The first step of the layout is to create a signal flow graph that shows the connection directions and the general layout of the cell. A number of factors need to be taken into account:

The basic usage of the FA will be in Carry Save blocks (for the arrangement please see Figure 6.3) where the carry signal is passed to the neighbouring cell to the left and on the row below. This suggests that the Carry-out signal should be placed to the left bottom part of the block
Another usage of the FA would be in a Ripple Carry Adder chain where the Carry-out signal is passed to the Carry-in signal of the FA to the left. This would require a Carry-out signal on the left edge of the block and a corresponding input on the right edge (as practically all the inputs are interchangeable it does not need to be a specific input) that could easily be connected to this Carry-out signal when necessary.
The Systolic adder will consist of two rows of FA's of 12 and 11 adders respectively. A structure that is as narrow as possible is desirable.
The floorplan (see Figure 4.3) suggests that the systolic adder will be placed between the two RAM blocks which have horizontal Metal-2 lines for VDD and GND. The same scheme could be adapted by the FA's to reduce the power routing complexity.

After creating the signal graph, the transistors have to be placed. The emphasis is to have a block that is as narrow as possible. It usually does not pay off to break up transistor blocks that form a branch. In the FA layout, the branch for the sum calculation produces the widest diffusion block. This gives a limit for the minimum width of the block, as it is not possible to make a narrower block without breaking up that branch. Next, the other branch blocks are placed. Since the FA uses mostly the three input signals for all of its blocks it is possible to put two nMOS and two pMOS blocks one after another (generally a mirroring approach illustrated in Figure 8.6 is used). The output inverters which are totally separated from the remaining blocks are placed at the very bottom of the block in a mirrored scheme. Another alternative is to place them to one side of the Adder, which would increase the width of the block.
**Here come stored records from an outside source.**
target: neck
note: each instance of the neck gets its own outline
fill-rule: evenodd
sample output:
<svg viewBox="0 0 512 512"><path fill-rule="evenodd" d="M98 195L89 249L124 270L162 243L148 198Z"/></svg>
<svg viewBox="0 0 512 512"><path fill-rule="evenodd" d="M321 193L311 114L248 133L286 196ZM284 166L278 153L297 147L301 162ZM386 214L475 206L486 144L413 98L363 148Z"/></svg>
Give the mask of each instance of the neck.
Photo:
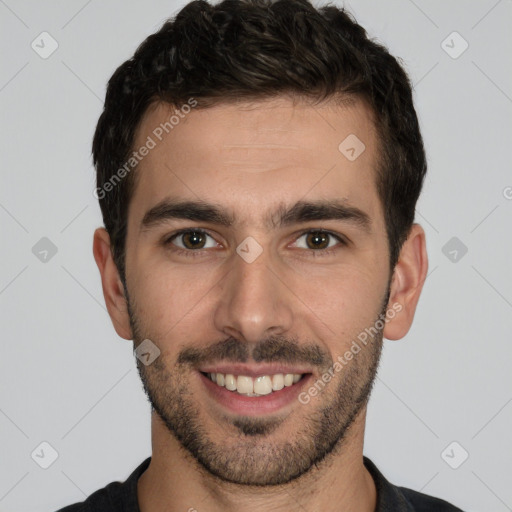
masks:
<svg viewBox="0 0 512 512"><path fill-rule="evenodd" d="M374 512L377 493L363 464L366 407L341 445L321 463L281 486L257 487L224 482L186 452L153 412L152 458L138 481L141 512ZM297 506L299 505L299 506Z"/></svg>

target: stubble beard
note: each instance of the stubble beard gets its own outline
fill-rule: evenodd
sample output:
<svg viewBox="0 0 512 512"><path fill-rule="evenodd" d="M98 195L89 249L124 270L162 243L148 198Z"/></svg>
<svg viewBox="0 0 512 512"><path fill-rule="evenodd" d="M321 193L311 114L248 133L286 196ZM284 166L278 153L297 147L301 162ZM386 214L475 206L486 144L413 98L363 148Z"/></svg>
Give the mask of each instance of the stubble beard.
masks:
<svg viewBox="0 0 512 512"><path fill-rule="evenodd" d="M378 319L386 313L388 298L389 289ZM128 298L127 302L136 347L146 336L142 335L134 303ZM163 358L158 357L148 366L137 360L137 368L152 409L169 433L208 474L241 485L283 485L342 448L375 383L382 352L382 330L335 374L317 397L308 404L298 402L294 410L300 413L299 420L296 414L292 421L280 416L233 419L226 415L221 440L213 439L205 424L204 412L201 413L190 391L190 366L175 364L170 370ZM159 345L157 340L152 341ZM299 424L299 427L287 436L288 440L272 440L272 434L277 435L281 426L290 429L291 424ZM226 434L229 431L236 432L229 436Z"/></svg>

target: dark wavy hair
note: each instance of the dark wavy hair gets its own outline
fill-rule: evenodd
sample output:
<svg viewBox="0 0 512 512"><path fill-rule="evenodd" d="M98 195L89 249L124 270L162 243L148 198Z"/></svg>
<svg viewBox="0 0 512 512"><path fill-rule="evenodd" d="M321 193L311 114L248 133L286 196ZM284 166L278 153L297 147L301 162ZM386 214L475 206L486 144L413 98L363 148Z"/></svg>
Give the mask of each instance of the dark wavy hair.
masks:
<svg viewBox="0 0 512 512"><path fill-rule="evenodd" d="M149 105L180 107L193 97L195 108L207 108L283 95L313 102L360 98L371 106L379 139L376 187L393 271L427 169L411 84L397 59L331 4L317 9L308 0L193 0L114 72L94 134L96 197L123 284L136 171L121 173L126 177L115 186L112 179L130 159Z"/></svg>

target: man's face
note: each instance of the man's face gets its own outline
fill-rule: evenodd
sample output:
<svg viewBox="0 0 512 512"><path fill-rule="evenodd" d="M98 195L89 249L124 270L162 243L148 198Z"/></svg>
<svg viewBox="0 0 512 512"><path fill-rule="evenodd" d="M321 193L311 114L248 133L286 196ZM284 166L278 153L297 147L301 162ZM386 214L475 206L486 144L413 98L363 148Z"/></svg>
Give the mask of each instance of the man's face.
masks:
<svg viewBox="0 0 512 512"><path fill-rule="evenodd" d="M371 115L361 102L220 105L192 109L159 141L171 114L151 108L135 144L156 142L135 171L126 240L134 341L161 352L138 361L141 378L170 435L210 473L285 483L346 439L378 366L382 332L298 399L387 306ZM356 159L354 135L365 145ZM176 218L165 201L203 208ZM343 215L296 207L282 218L299 202L334 201ZM205 216L206 203L231 223ZM303 377L289 385L286 374Z"/></svg>

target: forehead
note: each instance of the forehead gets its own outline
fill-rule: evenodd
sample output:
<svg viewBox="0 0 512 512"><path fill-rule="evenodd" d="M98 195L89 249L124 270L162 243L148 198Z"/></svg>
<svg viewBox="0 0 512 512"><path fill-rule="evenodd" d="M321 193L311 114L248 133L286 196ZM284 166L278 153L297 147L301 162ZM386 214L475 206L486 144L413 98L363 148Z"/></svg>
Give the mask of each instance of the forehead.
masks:
<svg viewBox="0 0 512 512"><path fill-rule="evenodd" d="M139 220L168 196L224 204L240 224L301 199L343 199L371 217L380 209L377 137L359 100L310 106L276 98L178 112L154 104L135 149L150 140L130 207Z"/></svg>

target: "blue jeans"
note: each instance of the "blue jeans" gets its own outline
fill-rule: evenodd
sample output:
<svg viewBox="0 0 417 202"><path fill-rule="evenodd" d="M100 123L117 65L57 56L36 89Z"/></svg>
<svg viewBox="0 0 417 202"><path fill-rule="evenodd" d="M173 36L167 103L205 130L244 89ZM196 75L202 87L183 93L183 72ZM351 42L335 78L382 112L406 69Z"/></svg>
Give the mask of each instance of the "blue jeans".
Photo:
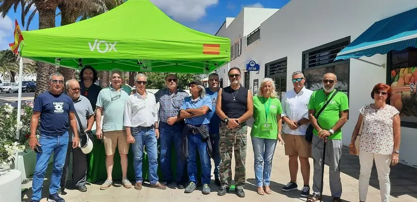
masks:
<svg viewBox="0 0 417 202"><path fill-rule="evenodd" d="M255 157L255 178L257 186L269 186L272 158L276 146L276 140L252 137ZM263 165L262 165L263 164Z"/></svg>
<svg viewBox="0 0 417 202"><path fill-rule="evenodd" d="M133 151L133 166L135 169L135 177L136 182L142 182L142 163L144 155L144 145L146 147L148 161L149 164L149 182L151 185L158 183L158 147L154 128L144 129L137 127L130 128L132 136L135 138L135 142L132 144Z"/></svg>
<svg viewBox="0 0 417 202"><path fill-rule="evenodd" d="M176 176L175 180L177 183L183 183L184 181L183 178L185 176L187 161L181 157L179 153L180 140L183 129L183 123L171 125L162 122L160 122L160 160L163 176L162 182L170 182L172 181L172 174L171 171L171 155L172 153L171 146L173 142L175 147L176 157Z"/></svg>
<svg viewBox="0 0 417 202"><path fill-rule="evenodd" d="M210 138L213 142L211 144L213 147L213 160L214 161L214 179L219 178L219 169L220 167L220 151L219 150L219 143L220 141L220 135L217 134L210 134Z"/></svg>
<svg viewBox="0 0 417 202"><path fill-rule="evenodd" d="M32 181L32 200L41 200L45 172L52 152L54 153L53 171L50 178L49 194L56 194L58 192L65 164L68 141L68 132L61 136L56 134L41 134L39 144L43 152L36 154L36 165Z"/></svg>
<svg viewBox="0 0 417 202"><path fill-rule="evenodd" d="M196 149L200 154L201 162L201 183L210 184L211 162L207 150L207 141L203 141L201 135L190 133L188 135L188 156L187 157L187 170L190 182L197 184L197 165L195 163Z"/></svg>

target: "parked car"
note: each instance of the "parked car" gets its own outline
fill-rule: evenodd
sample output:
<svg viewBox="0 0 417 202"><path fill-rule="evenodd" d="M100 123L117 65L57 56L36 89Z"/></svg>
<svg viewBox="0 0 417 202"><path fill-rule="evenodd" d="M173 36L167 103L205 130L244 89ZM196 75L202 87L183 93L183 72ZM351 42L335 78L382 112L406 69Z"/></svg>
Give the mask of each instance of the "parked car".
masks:
<svg viewBox="0 0 417 202"><path fill-rule="evenodd" d="M2 83L1 88L1 92L6 92L10 93L12 92L17 92L19 90L19 85L16 83L4 82Z"/></svg>
<svg viewBox="0 0 417 202"><path fill-rule="evenodd" d="M34 92L36 89L36 84L33 81L22 81L22 92Z"/></svg>

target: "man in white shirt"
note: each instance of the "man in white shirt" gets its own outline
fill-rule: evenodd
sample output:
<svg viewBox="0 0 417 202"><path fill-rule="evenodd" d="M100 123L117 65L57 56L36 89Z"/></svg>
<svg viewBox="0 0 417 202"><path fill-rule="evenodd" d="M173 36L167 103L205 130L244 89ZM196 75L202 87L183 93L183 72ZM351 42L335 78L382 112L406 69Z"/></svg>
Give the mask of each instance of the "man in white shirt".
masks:
<svg viewBox="0 0 417 202"><path fill-rule="evenodd" d="M133 167L136 182L135 189L142 188L142 163L144 145L146 146L149 164L150 187L165 189L166 186L158 182L158 149L159 138L158 110L153 93L146 90L146 76L139 74L136 76L136 92L130 95L125 104L123 125L126 127L128 143L132 143Z"/></svg>
<svg viewBox="0 0 417 202"><path fill-rule="evenodd" d="M292 73L294 89L287 92L281 100L283 113L281 114L285 122L282 130L283 139L285 142L285 155L289 159L289 167L291 180L282 188L284 191L298 189L297 173L298 171L298 158L301 167L301 174L304 186L301 189L301 196L310 195L310 163L311 144L305 140L305 131L309 124L308 102L313 92L304 87L305 78L300 71Z"/></svg>

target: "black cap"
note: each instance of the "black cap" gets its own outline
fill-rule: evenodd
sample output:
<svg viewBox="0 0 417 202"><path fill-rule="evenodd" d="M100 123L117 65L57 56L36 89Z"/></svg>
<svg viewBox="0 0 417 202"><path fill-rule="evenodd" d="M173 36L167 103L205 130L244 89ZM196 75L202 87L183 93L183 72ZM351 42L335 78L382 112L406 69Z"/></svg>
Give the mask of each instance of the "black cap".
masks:
<svg viewBox="0 0 417 202"><path fill-rule="evenodd" d="M192 81L190 82L188 84L188 86L191 85L191 84L195 84L200 86L202 86L203 84L201 83L201 81L200 81L199 80L193 80Z"/></svg>

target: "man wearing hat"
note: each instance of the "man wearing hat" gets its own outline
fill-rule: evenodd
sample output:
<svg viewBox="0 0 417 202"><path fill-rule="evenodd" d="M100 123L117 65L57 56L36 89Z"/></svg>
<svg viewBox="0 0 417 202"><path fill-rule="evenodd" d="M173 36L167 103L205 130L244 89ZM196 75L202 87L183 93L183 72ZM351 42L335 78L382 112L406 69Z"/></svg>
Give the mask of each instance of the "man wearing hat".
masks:
<svg viewBox="0 0 417 202"><path fill-rule="evenodd" d="M203 194L208 194L211 191L208 185L210 181L211 164L208 147L209 147L208 144L211 145L211 143L208 138L210 120L208 112L211 111L211 99L206 95L206 90L200 81L192 81L189 87L191 96L184 99L179 111L180 117L185 118L186 125L183 137L188 139L187 170L189 184L184 192L191 193L196 189L195 159L198 150L201 162L202 192Z"/></svg>
<svg viewBox="0 0 417 202"><path fill-rule="evenodd" d="M94 112L91 106L90 101L80 94L80 84L75 79L70 79L65 83L67 94L72 99L74 102L74 107L77 113L77 127L78 129L78 134L80 135L80 128L84 131L91 130L94 123ZM80 120L79 120L79 118ZM80 125L80 123L81 125ZM62 173L61 180L61 191L65 189L66 179L68 177L68 165L69 163L69 156L72 151L72 181L74 186L80 191L87 191L85 186L86 178L87 176L87 156L81 151L81 147L85 142L81 142L84 139L80 138L80 145L79 147L72 148L73 132L71 128L68 131L69 143L68 144L68 150L66 153L66 158Z"/></svg>

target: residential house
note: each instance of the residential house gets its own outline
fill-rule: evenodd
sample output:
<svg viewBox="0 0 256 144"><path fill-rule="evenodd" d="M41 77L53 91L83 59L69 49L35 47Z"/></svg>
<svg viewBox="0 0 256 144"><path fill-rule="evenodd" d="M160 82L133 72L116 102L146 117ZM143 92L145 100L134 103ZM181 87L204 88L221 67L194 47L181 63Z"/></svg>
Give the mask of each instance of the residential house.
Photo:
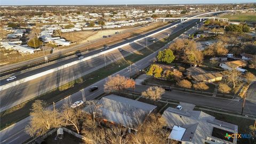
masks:
<svg viewBox="0 0 256 144"><path fill-rule="evenodd" d="M250 60L253 59L255 56L252 54L247 53L242 53L240 54L242 56L242 59L245 60Z"/></svg>
<svg viewBox="0 0 256 144"><path fill-rule="evenodd" d="M18 51L21 54L32 54L34 53L35 50L36 50L25 45L21 45L14 46L13 47L13 50Z"/></svg>
<svg viewBox="0 0 256 144"><path fill-rule="evenodd" d="M233 68L236 68L237 70L242 73L245 73L247 70L239 67L245 67L247 65L247 62L245 60L237 60L221 62L219 64L219 66L224 69L231 70Z"/></svg>
<svg viewBox="0 0 256 144"><path fill-rule="evenodd" d="M181 143L235 144L236 138L226 137L226 133L237 133L237 125L217 120L202 111L183 111L171 107L162 115L166 127L171 130L169 139Z"/></svg>
<svg viewBox="0 0 256 144"><path fill-rule="evenodd" d="M114 94L102 98L98 102L95 116L103 119L105 123L122 125L131 130L138 131L146 117L157 107L137 100ZM91 107L83 111L91 113ZM97 113L97 111L100 111Z"/></svg>

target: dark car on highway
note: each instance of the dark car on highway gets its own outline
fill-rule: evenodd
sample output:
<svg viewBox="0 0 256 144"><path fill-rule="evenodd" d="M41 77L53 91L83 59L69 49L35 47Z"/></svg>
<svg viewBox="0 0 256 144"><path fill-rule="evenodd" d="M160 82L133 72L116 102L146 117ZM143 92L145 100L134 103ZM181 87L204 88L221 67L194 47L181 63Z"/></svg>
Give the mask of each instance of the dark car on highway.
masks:
<svg viewBox="0 0 256 144"><path fill-rule="evenodd" d="M166 87L164 88L164 90L166 91L171 91L172 88L171 88L170 87Z"/></svg>
<svg viewBox="0 0 256 144"><path fill-rule="evenodd" d="M93 92L93 91L94 91L95 90L98 90L98 86L93 86L93 87L89 89L89 91Z"/></svg>

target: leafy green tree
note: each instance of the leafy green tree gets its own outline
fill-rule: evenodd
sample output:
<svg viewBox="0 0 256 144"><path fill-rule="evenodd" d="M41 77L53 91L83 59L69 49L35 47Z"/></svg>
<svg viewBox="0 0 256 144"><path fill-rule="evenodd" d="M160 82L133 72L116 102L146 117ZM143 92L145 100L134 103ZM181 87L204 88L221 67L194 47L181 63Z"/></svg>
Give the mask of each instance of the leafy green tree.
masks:
<svg viewBox="0 0 256 144"><path fill-rule="evenodd" d="M69 28L71 28L74 27L75 27L75 26L73 24L69 24L64 27L64 28L66 29L69 29Z"/></svg>
<svg viewBox="0 0 256 144"><path fill-rule="evenodd" d="M165 49L163 51L159 51L157 55L157 61L171 63L175 59L172 51L171 49Z"/></svg>
<svg viewBox="0 0 256 144"><path fill-rule="evenodd" d="M103 20L99 20L98 22L98 24L99 25L101 25L101 26L105 25L105 23L104 22L104 21Z"/></svg>
<svg viewBox="0 0 256 144"><path fill-rule="evenodd" d="M147 75L154 76L154 77L158 78L161 77L163 69L159 66L155 64L151 65L147 73Z"/></svg>
<svg viewBox="0 0 256 144"><path fill-rule="evenodd" d="M40 40L36 37L34 39L30 39L28 41L28 45L31 47L38 47L40 45L42 45L43 42L40 41Z"/></svg>
<svg viewBox="0 0 256 144"><path fill-rule="evenodd" d="M89 25L88 25L88 27L94 27L95 25L95 23L93 21L91 21L90 23L89 23Z"/></svg>

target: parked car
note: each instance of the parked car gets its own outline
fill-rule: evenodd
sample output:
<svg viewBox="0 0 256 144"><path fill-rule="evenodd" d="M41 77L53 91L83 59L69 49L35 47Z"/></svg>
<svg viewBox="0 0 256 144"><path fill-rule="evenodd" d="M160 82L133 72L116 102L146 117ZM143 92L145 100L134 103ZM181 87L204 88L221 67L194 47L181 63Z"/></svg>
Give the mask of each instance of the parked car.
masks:
<svg viewBox="0 0 256 144"><path fill-rule="evenodd" d="M94 91L95 91L95 90L98 90L98 88L97 86L93 86L92 87L89 89L89 91L93 92Z"/></svg>
<svg viewBox="0 0 256 144"><path fill-rule="evenodd" d="M10 81L12 81L12 80L13 80L14 79L16 79L16 78L17 78L15 76L11 76L11 77L8 78L7 79L6 79L6 81L9 82Z"/></svg>
<svg viewBox="0 0 256 144"><path fill-rule="evenodd" d="M71 107L73 108L76 108L77 107L83 105L83 104L84 104L84 102L82 100L77 101L75 102L74 104L71 105Z"/></svg>
<svg viewBox="0 0 256 144"><path fill-rule="evenodd" d="M119 48L118 50L119 52L122 52L124 51L124 50L123 50L122 48Z"/></svg>
<svg viewBox="0 0 256 144"><path fill-rule="evenodd" d="M84 58L84 57L81 56L81 57L80 57L78 58L78 59L81 60L81 59L83 59Z"/></svg>
<svg viewBox="0 0 256 144"><path fill-rule="evenodd" d="M166 87L164 88L164 90L166 91L171 91L172 88L171 88L171 87Z"/></svg>
<svg viewBox="0 0 256 144"><path fill-rule="evenodd" d="M149 39L149 42L155 41L155 39L156 39L155 38L151 38L150 39Z"/></svg>
<svg viewBox="0 0 256 144"><path fill-rule="evenodd" d="M182 106L179 105L176 107L176 109L178 109L179 110L181 110L182 109Z"/></svg>

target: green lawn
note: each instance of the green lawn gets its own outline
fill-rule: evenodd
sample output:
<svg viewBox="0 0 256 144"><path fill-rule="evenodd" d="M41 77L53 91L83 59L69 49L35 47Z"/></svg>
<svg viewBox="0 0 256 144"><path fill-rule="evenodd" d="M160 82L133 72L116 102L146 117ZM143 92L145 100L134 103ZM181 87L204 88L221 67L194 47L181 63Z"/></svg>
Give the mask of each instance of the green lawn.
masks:
<svg viewBox="0 0 256 144"><path fill-rule="evenodd" d="M230 21L256 21L256 13L244 13L238 14L235 15L226 15L222 17L228 19Z"/></svg>

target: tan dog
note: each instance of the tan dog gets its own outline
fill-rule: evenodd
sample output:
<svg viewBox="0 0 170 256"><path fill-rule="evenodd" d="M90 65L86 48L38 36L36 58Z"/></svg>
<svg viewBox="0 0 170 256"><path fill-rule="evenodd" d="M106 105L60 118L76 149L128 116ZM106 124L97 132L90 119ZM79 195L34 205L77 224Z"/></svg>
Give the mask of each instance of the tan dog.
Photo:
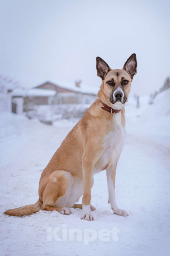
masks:
<svg viewBox="0 0 170 256"><path fill-rule="evenodd" d="M93 175L106 169L109 202L113 213L128 216L116 203L115 177L126 137L124 105L137 67L135 53L122 70L112 70L97 57L97 75L102 80L98 98L69 132L43 171L39 199L34 205L8 210L5 214L21 216L43 210L69 215L70 208L74 207L82 209L81 219L93 220L91 211L95 209L90 206ZM82 195L83 206L75 205Z"/></svg>

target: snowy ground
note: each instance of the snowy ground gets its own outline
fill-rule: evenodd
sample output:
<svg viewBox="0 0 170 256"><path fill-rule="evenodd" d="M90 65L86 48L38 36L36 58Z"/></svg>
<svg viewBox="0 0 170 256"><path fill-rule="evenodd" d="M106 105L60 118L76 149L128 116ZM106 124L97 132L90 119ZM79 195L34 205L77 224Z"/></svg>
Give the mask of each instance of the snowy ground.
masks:
<svg viewBox="0 0 170 256"><path fill-rule="evenodd" d="M118 165L116 192L117 204L128 212L127 217L112 214L107 203L105 171L94 177L94 221L81 220L79 209L72 209L69 216L42 211L22 217L3 215L8 209L36 202L42 170L77 120L63 120L48 126L1 114L1 255L169 255L170 91L166 95L167 92L168 98L165 100L164 92L152 106L143 98L137 109L131 99L125 108L127 134ZM164 106L168 104L165 111L163 100ZM94 241L85 244L85 230L82 241L77 241L76 235L74 241L56 241L53 237L47 241L48 227L52 230L61 227L57 234L62 240L66 230L68 240L70 229L80 229L83 234L85 229L93 229L91 240ZM119 230L117 241L111 233L109 236L114 227ZM108 241L99 238L102 229L108 230Z"/></svg>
The third step is to make the connections and finalize the layout. All three steps of the adder layout are shown in Figure 8.15 The complete layout of the FA cell has dimensions of 60.2um x 24.4\um and occupies an area of 1468um^2.

Figure 8.15: The signal flow graph(left), rough placement(middle) and final layout(right) of the FA ( not complete ).

The circles on the final layout show the connection points for a ripple carry configuration. During the design of the final layout, a few additional enhancements were made:

The first row of FA's will receive three 10 bit inputs from the neighbouring RAM cells horizontally in Metal-2. Metal-2 lines (with provision for via's) have a pitch of 3um which sums up to a considerable amount when used with 30 lines. If the cells could be designed to allow a bus of Metal-2 lines to be routed on top, the routing area could be reduced dramatically. For this reason one of the inputs received a Metal-2 connection, and the top VDD line was reduced to a simple contact to allow more freedom. The space between the the Metal-2 connection for VDD and the Metal-2 connection for GND is 39um, which is more than enough to accommodate a 10 bit Metal-2 bus.
The transistors of the inverters were split into two parallel transistors to use the whole width of the current block and save from height.

Figure 8.16: Placement of the designed FA cells within the second row of the systolic adder array.

Figure 8.16 shows a close-up view several FA's as they are placed in the systolic adder array. The figure shows four FA's and neighbouring structures on the second row of the systolic adder array. The carry-save connections from the bottom of the row, the connection and sharing of the VDD lines between two cells (the cells are placed upside down) and the bus running over the cell are clearly visible.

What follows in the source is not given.